Lawmakers announce bipartisan efforts to improve child tax credits and revive tax breaks for businesses

(Mariam Zuhaib/Associated Press)

Lawmakers announce bipartisan efforts to improve child tax credits and revive tax breaks for businesses

KEVIN FREKING

January 17, 2024

The chairmen of Congress’ top tax policy committees announced a bipartisan deal Tuesday to strengthen the child tax credit and revive a variety of tax breaks for businesses, a combination aimed at drawing support from lawmakers of both political parties .

The roughly $78 billion in tax cuts would be paid for by more quickly ending a tax break Congress passed during the COVID-19 pandemic that encouraged companies to keep workers on the payroll.

The agreement was announced by Senator Ron Wyden, the Democratic chairman of the Senate Finance Committee, and Representative Jason Smith, the Republican chairman of the House Ways and Means Committee. Lawmakers have been negotiating for months on a tax package that would address a range of priorities before lawmakers turn their attention to the election season.

Wyden said his goal is to pass the measure in time to benefit businesses and families during the upcoming filing season. The Internal Revenue Service will begin accepting and processing tax returns on January 29, so lawmakers are trying to pass the bill as quickly as possible.

Achieving that goal could prove difficult, as lawmakers are already rushing to finalize their spending bills and are considering a bill aimed at helping both Israel and Ukraine and stem the flow of migrants entering the country at the US-Mexico border. One option would be for House and Senate leaders to pair the measure with one of those top-priority bills.

In crafting the deal, Democratic negotiators were focused on boosting the child tax credit. The tax credit is $2,000 per child, but only $1,600 is refundable, making it available to parents who owe little to nothing in federal income taxes. The bill would increase the maximum refundable child tax credit incrementally to $1,800 for 2023 tax returns, $1,900 for the following year and $2,000 for 2025 tax returns.

The Center on Budget and Policy Priorities, a liberal think tank and advocacy group, predicted that about 16 million children in low-income families would benefit from the expansion of the child tax credit.

Given the current miserable political climate, having this opportunity to advance pro-family policies that help so many children move forward is a big deal, Wyden said in a statement announcing the deal.

Republicans focused on tax breaks for companies that they said would help the economy grow. The tax breaks in the bill would generally bring their expiration date at the end of 2025 in line with many of the other tax cuts passed in 2017.

Most notably, the bill allows companies of all sizes to deduct research and development costs immediately, rather than over a five-year period. It would also allow companies to fully deduct purchases of equipment, machinery and technology. And the bill also provides more flexibility in determining how much borrowing can be deducted.

Smith said the agreement strengthens Main Street businesses, increases our competitiveness with China and creates jobs.

Senate Majority Leader

Charles E.

Schumer (D-N.Y.) said he supported the tax package and said it has many things for both parties to celebrate. He praised the inclusion of an increased tax credit for the construction and renovation of housing for low-income households, saying he would not have been able to support the package without it.

The Low-Income Housing Tax Credit is one of the most effective tools available to increase the supply of affordable housing,” Schumer said. This package will make this credit much more generous and much easier to access.

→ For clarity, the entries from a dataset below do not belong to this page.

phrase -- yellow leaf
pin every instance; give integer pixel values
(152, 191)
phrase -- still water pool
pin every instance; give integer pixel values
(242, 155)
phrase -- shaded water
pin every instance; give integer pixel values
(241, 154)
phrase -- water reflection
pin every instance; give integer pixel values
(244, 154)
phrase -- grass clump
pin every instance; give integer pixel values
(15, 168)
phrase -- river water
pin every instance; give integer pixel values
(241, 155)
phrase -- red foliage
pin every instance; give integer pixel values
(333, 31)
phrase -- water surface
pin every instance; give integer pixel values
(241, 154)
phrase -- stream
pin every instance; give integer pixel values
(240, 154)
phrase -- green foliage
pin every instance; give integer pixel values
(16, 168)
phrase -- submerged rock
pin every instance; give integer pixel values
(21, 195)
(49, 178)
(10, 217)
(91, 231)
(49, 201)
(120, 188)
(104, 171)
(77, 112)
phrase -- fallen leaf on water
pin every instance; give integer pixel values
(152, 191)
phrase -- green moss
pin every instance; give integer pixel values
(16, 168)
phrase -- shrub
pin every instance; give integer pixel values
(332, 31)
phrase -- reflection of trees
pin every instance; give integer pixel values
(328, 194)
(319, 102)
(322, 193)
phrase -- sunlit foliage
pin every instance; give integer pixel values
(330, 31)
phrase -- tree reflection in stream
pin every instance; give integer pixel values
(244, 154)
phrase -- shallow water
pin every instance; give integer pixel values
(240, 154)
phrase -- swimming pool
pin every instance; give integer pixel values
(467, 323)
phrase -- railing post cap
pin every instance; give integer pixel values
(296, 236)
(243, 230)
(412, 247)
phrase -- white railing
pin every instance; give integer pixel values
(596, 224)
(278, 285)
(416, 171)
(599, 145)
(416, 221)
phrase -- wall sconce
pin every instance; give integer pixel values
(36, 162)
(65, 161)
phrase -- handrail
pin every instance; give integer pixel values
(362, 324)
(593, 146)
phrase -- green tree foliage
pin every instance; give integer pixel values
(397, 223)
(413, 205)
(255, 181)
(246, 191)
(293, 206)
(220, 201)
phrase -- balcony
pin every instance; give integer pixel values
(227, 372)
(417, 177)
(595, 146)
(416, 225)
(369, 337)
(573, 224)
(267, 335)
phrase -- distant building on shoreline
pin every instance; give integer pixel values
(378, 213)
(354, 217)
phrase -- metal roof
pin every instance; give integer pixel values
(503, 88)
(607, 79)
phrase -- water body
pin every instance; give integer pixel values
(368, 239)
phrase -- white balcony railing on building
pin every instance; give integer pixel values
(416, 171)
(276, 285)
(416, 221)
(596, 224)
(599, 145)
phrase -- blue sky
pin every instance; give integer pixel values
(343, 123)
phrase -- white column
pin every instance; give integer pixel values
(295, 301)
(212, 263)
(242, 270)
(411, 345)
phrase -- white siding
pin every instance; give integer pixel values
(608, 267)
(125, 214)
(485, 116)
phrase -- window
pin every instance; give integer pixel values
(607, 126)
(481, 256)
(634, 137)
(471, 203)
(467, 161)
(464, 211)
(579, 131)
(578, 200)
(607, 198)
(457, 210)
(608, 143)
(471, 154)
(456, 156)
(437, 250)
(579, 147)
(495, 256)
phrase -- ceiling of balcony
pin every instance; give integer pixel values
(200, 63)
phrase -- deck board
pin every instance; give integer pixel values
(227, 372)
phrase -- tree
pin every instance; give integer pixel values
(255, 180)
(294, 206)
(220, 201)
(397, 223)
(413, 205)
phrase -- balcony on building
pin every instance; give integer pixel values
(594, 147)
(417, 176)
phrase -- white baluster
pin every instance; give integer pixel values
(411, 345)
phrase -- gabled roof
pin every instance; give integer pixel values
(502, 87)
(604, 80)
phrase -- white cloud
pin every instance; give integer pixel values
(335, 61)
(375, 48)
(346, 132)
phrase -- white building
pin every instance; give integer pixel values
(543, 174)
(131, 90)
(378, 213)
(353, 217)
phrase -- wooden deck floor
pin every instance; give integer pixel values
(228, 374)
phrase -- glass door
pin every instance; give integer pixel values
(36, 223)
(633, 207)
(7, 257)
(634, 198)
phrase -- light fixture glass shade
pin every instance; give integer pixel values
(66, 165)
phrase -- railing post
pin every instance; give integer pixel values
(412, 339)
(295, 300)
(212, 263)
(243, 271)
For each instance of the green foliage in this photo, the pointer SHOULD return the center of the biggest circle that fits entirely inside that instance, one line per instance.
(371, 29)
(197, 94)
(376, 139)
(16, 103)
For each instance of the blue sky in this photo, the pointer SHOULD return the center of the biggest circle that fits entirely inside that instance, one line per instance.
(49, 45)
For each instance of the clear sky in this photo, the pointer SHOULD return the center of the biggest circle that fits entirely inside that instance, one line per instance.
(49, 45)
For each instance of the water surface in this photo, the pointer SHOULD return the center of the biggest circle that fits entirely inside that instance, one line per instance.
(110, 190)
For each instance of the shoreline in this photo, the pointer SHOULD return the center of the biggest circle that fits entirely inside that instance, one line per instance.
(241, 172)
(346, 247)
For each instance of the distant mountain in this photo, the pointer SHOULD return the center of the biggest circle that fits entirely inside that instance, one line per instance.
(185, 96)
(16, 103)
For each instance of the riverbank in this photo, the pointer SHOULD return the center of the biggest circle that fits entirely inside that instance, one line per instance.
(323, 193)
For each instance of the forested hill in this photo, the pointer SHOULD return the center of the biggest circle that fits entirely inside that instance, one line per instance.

Speaker Mike Johnson (R-La.) was scheduled to meet with Smith on Tuesday to discuss the tax treaty.

Some lawmakers have urged that any tax extensions be paid for so as not to widen projected deficits. The authors of the agreement seek to do that by hastening the elimination of the employee retention credit. Under current legislation, companies had until April 15 next year to claim the credit. The bill would bar additional claims after January 31 of this year. It would also increase penalties for tax preparers who fail to exercise due diligence when filing those COVID-19-related claims.

The tax credit is intended to make it easier for companies to keep their workers on payroll at a time when COVID-19 has kept people at home and away from stores, hotels and restaurants. The IRS announced in September a moratorium on processing new claims until at least the end of the year, following concerns that a significant portion of new claims from the aging program would not qualify.